Job interviews are all about making the perfect matches. Both the employer and the job seeker want to find out whether they fit well. If you are a Jobseeker preparing to take an interview, you can expect one or two interviewing styles. Even though the styles vary, it is important to note that there are some things you must carry out both before and after the job interview to be successful.
Whether you are a hiring manager, recruiter or a job seeker, there are some interviews styles that you should be aware. Behavioural interviews, case interviews, group interviews are some examples.
The traditional job interview
The traditional job interview employs broad questions like, “why would you like to work for us,” and “tell me about your weaknesses and strength.” With those questions, employers want to know if the job seeker has the skills and competencies to do the work, passion, and work ethic and if the job seeker will be an outstanding team player and fit into the organisation.
Behavioural Job Interview
There isn't a difference in the real form of the Behavioural job interview. You will meet with an interviewer and answer some questions. The difference, however, is the kind of interview questions which will be asked.
Behavioural based interviewing is interviewing based upon how the interviewee had acted in specific employment-related scenarios. The logic is that the way you worked previously will foretell how you will operate in the future, past performance predicts future performance.

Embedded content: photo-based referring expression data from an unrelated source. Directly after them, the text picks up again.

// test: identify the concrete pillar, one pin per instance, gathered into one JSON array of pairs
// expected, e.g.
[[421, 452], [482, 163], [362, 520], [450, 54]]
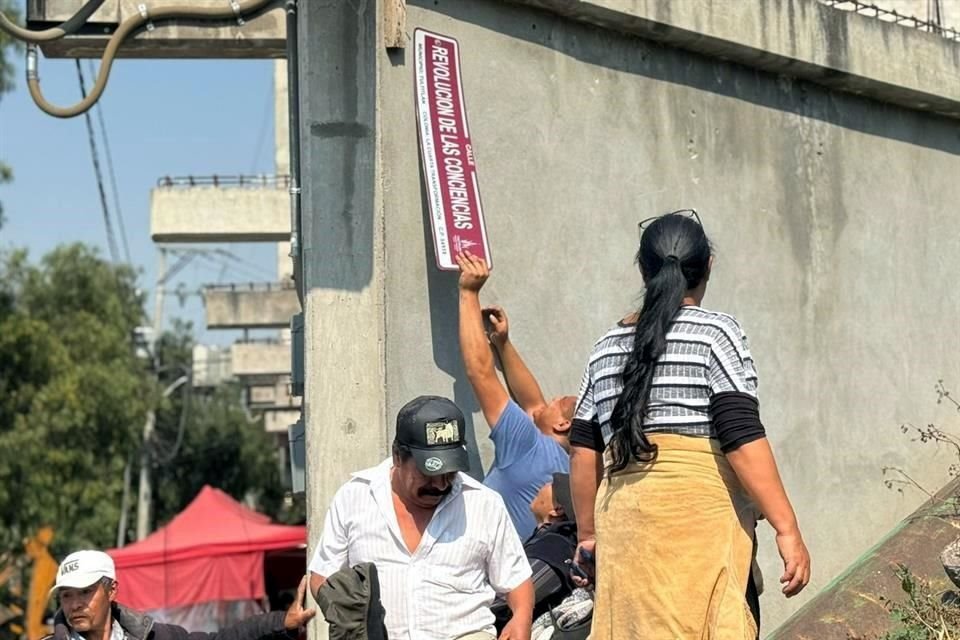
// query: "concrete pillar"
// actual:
[[281, 119], [342, 249]]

What exactly is a case interview? During a case interview, the interviewee is presented with a business related situation and made to handle the situation. The business case is usually one that the interviewee may likely experience while employed by the company. However, the interviewer may additionally ask IQ questions or brain teasers that do not relate directly to the business.
This interview style is employed mostly in management consulting and investment banking interviews; case interviews make it possible for interviewees to display their analytical skills and problem-solving skills.
Almost all case interview questions do not have a single "right" answer. The interviewer is more concerned with how the job seeker arrives at his answer. Interviewees are supposed to communicate with the interviewer, asking and clarifying questions in a sequential order to resolve the given problem
There are two forms of group interviews. The first type is a situation where several interviewers or a panel interview an applicant. The panel of interviewers usually includes an Hr representative, the manager, and most likely co-workers from the department where one would be working if employed.
The second type is when a number of applicants are interviewed simultaneously by a single interviewer usually the hiring manager. In this situation, you and other candidates would be interviewed jointly, in a group.
Lunch and dinner job interview
One reason employers take job applicants out for lunch or dinner is to assess their social skills or to see if they can deal with themselves gracefully under pressure.
Dining with a would-be employee makes it possible for employers to review their communication and interpersonal skills, in addition to their table manners, in a more relaxed environment.
Table manners do make a difference in this type of interview. Good manners could give you the advantage over other applicants; so, spend some time to practice up your dining etiquette skills.
Competency based interview questions demand interviewees give particular examples of instances where they exhibited specific skills or attitudes.
Typically, these questions require interviewees to provide details of a problem or situation, the moves they took to handle the situation and the outcome of the case. Such questions make it possible for the employer to immediately evaluate an interviewee’s mindset, as well as measure how the interviewee handles certain situations.
Interviewers may ask you questions concerning some competencies based on the skills required for the particular job.